At close range, the curved metal seating elements reveal their craftsmanship. They are not smooth or polished to a gallery finish. Their surfaces hold warmth in the afternoon sun, and their profiles suggest eroded stone or hand-shaped clay more than industrial fabrication. Vally has spoken about sourcing material and formal references from spaces that no longer exist. These objects carry that sense of displacement: they are simultaneously present and elegiac.
Testing the Idea at Scale


Two physical models reveal the thinking behind the installation's spatial logic. One, photographed under dramatic artificial lighting, shows interlocking angular volumes and courtyards that explain the project's massing. The other, a cardboard study model, features scalloped canopy elements viewed through a circular opening, evoking the kind of domed or vaulted interiors found in historic hammams, mosques, and madrasas.
These models matter because they demonstrate that Counterspace did not simply scatter objects in a plaza. The installation is excerpted from a larger spatial imagination, a fragment of a building type that could exist but does not, a composite of lost precedents. The circular aperture in the cardboard model is especially telling: it positions the viewer as a voyeur peering into a remembered interior, reinforcing the project's theme of absence and reconstruction.
Plans and Drawings


An axonometric drawing explodes the installation into its constituent layers: the patterned base plane, the structural supports, and the canopy elements above. The separation makes legible what is deliberately illegible in person, showing how the ground pattern, the seating objects, and the overhead elements relate to one another as a coordinated system rather than as isolated gestures.
The composite plan drawing is the most revealing document. It overlays multiple floors, columned halls, and curving interior walls in a single image, collapsing the plans of various referenced gathering spaces into one hybrid drawing. It reads as a palimpsest, a record of buildings that once existed rendered simultaneously and on top of one another. For Vally, the plan is not a technical document; it is an act of mourning and reclamation.
Why This Project Matters
Art fair installations can be thankless commissions. They operate under commercial pressure, tight timelines, and the expectation that architecture will serve as a photogenic backdrop for socializing and sales. In the Assembly of Lovers resists that framing by insisting on its own content. It is about something specific: the systematic erasure of communal spaces across the Muslim world, from Ottoman-era gathering halls to mid-century modernist civic plazas that have been demolished or privatized. The installation does not illustrate this thesis with wall text and timelines. It embodies it in form and atmosphere.
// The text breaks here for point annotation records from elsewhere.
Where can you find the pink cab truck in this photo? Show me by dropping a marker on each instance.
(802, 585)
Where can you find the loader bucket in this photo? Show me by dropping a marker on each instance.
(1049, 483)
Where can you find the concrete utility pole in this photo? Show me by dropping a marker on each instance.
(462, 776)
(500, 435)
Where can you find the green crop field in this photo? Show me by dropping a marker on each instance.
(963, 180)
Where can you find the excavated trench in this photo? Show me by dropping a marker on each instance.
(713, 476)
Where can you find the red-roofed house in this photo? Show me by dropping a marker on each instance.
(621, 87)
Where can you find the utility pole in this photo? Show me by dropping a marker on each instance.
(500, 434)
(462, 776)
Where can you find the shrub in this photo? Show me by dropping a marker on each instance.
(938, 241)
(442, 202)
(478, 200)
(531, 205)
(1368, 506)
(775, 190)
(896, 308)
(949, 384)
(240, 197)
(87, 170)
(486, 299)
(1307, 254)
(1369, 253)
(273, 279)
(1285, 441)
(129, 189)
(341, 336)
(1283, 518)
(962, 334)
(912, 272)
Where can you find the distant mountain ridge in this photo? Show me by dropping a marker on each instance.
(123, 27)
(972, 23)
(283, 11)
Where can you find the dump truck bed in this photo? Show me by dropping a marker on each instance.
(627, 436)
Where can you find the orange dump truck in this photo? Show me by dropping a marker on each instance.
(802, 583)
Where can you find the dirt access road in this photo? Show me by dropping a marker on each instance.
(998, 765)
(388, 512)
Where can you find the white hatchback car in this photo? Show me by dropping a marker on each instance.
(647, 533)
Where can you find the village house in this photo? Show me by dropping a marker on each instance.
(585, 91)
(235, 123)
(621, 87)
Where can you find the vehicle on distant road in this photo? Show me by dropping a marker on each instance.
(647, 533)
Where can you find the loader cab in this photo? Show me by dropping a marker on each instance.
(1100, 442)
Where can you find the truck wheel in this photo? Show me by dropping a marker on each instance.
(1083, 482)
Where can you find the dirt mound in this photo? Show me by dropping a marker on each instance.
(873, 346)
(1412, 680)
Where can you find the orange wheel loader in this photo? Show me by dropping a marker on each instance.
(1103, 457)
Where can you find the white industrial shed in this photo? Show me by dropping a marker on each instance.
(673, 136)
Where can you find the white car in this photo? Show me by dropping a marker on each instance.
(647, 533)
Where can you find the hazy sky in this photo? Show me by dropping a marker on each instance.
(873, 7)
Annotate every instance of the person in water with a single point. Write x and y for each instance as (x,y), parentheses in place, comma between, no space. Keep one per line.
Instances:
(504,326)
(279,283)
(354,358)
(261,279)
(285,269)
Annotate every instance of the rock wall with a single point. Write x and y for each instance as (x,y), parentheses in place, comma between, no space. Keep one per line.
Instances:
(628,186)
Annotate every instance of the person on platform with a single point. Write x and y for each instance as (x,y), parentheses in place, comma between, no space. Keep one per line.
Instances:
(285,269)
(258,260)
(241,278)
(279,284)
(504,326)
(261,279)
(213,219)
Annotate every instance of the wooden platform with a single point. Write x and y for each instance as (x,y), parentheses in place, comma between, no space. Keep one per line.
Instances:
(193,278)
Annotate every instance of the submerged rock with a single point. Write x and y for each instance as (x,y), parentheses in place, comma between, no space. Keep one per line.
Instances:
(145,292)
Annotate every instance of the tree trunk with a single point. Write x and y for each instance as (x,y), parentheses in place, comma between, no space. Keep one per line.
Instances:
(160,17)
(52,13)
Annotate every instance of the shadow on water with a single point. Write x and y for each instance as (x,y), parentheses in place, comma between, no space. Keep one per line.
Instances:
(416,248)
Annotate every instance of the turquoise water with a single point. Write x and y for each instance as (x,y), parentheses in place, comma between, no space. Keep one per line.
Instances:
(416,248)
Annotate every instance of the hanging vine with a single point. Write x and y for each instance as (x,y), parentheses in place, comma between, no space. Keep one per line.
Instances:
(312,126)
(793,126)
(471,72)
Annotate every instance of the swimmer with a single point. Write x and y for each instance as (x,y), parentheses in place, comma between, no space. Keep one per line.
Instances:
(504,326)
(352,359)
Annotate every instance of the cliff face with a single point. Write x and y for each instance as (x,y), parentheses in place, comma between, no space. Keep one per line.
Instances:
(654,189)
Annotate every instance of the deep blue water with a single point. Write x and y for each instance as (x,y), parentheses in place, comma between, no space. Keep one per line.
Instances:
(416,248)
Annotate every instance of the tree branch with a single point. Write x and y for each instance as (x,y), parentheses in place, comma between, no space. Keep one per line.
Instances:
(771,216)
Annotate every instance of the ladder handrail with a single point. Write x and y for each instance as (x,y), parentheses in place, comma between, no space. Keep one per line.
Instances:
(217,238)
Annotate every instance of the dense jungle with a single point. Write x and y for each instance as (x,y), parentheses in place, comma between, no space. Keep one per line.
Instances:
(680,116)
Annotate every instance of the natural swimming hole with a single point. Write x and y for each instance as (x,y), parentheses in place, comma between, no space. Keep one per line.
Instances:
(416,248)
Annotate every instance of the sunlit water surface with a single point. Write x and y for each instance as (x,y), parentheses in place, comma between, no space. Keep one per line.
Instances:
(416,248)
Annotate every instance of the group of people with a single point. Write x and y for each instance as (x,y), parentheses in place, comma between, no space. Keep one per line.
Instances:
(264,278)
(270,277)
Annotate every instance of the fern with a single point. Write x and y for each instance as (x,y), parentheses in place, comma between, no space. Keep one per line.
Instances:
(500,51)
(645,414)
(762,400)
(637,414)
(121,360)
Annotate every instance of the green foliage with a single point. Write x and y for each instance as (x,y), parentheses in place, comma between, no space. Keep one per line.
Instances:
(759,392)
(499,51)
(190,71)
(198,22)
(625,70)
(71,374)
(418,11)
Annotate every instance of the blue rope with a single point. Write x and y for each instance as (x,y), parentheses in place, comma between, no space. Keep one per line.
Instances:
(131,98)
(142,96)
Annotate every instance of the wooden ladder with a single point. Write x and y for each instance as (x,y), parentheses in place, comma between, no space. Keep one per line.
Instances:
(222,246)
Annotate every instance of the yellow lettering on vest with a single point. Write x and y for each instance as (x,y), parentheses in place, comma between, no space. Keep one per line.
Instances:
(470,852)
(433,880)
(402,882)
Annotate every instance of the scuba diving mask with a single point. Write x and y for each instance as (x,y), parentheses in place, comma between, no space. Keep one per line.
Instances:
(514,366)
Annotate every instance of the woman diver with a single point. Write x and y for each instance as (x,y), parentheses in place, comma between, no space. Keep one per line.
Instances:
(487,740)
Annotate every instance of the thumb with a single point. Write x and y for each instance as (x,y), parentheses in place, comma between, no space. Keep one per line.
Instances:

More broadly, the project extends Counterspace's ongoing investigation into how architecture can carry historical memory without resorting to pastiche or spectacle. Vally, who gained international attention through the 2021 Serpentine Pavilion, continues to refine a practice that treats lost spaces as living sources rather than nostalgic references. In Doha, a city often discussed in terms of wealth, novelty, and speed, her work asks a slow and uncomfortable question: what was here before, and what did we lose when it disappeared?
In the Assembly of Lovers, Art Basel Qatar by Counterspace (Sumayya Vally). Doha, Qatar, 2026. Installation and cultural architecture.